The February 6 quake sparked Arab outreach to the internationally-isolated Assad government, which was expelled from the Arab League after war broke out in 2011.
Sultan Haitham and Assad “held official talks” at the royal palace in Muscat, Oman’s foreign ministry said in a statement.
The Omani ruler “extended anew his condolences and sincere sympathy to…. the president and to the brotherly Syrian people for the victims of the devastating earthquake”, it added.
The two leaders discussed regional issues and bilateral ties before holding a “private meeting”, the statement said without elaborating.
Unlike other Arab Gulf states, Oman never severed diplomatic ties with Damascus.

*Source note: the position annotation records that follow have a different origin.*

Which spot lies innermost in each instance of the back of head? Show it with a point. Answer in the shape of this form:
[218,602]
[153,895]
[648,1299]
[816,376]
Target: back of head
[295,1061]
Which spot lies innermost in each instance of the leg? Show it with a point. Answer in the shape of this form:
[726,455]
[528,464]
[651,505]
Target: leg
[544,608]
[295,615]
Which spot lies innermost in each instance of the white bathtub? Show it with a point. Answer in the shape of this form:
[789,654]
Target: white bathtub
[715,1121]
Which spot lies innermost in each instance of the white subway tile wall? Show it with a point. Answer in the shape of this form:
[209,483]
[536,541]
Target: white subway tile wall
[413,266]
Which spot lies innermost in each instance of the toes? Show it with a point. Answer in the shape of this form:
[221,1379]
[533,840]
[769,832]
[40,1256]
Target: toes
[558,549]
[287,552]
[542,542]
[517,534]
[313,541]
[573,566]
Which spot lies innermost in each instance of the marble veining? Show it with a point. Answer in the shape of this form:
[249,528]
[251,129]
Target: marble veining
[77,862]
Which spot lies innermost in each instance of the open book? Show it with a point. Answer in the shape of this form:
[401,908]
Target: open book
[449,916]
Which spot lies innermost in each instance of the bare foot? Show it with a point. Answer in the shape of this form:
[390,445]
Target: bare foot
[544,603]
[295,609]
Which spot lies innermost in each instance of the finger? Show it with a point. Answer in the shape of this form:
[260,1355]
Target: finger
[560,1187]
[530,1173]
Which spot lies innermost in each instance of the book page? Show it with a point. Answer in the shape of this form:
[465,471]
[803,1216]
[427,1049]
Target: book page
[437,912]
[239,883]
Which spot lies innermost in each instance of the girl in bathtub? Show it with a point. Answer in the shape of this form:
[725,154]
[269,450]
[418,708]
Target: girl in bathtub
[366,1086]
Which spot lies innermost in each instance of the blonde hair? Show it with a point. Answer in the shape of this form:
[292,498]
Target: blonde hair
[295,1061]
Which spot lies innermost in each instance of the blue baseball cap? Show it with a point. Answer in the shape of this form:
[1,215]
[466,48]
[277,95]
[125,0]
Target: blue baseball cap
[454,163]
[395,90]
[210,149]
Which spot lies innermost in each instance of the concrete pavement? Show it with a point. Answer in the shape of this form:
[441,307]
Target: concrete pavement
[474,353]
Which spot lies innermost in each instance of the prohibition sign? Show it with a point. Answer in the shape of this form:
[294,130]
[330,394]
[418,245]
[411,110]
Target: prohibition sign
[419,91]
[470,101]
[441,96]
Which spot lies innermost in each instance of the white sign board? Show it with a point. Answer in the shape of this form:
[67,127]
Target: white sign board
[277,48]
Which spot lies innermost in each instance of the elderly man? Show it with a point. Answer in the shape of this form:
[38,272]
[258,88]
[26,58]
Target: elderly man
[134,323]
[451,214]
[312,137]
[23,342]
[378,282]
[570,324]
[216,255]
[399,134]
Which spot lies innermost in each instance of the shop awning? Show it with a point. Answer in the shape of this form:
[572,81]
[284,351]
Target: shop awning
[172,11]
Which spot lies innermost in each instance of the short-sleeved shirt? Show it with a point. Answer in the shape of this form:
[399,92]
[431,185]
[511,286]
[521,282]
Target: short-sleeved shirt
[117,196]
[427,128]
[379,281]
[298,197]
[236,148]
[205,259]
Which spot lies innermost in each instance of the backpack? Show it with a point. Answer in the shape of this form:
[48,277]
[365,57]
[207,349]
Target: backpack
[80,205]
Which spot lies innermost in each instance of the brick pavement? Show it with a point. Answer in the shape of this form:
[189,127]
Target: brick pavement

In Muscat, Assad praised Oman’s “balanced policies” over the years, the Syrian presidency said in a statement.
“The region is now more in need of Oman’s role… to strengthen ties between Arab states on the basis on mutual respect,” the statement quoted Assad as saying.
The United Arab Emirates and Bahrain both restored relations with Assad’s government in 2018.
Assad visited the UAE last year in his first trip to an Arab state since the war began, followed only by Monday’s Oman visit.
Analysts say a diplomatic momentum generated by aid efforts in the quake’s aftermath could bolster Assad’s relations with other countries in the Middle East that have so far resisted normalisation.
Saudi Arabia’s foreign minister said on Saturday a consensus was building in the Arab world that a new approach to Syria would be needed to address humanitarian crises including the quake.
“The status quo is not working and… we need to find some other approach,” Prince Faisal bin Farhan told the Munich Security Conference.
“What that approach is, is still being formulated,” he said.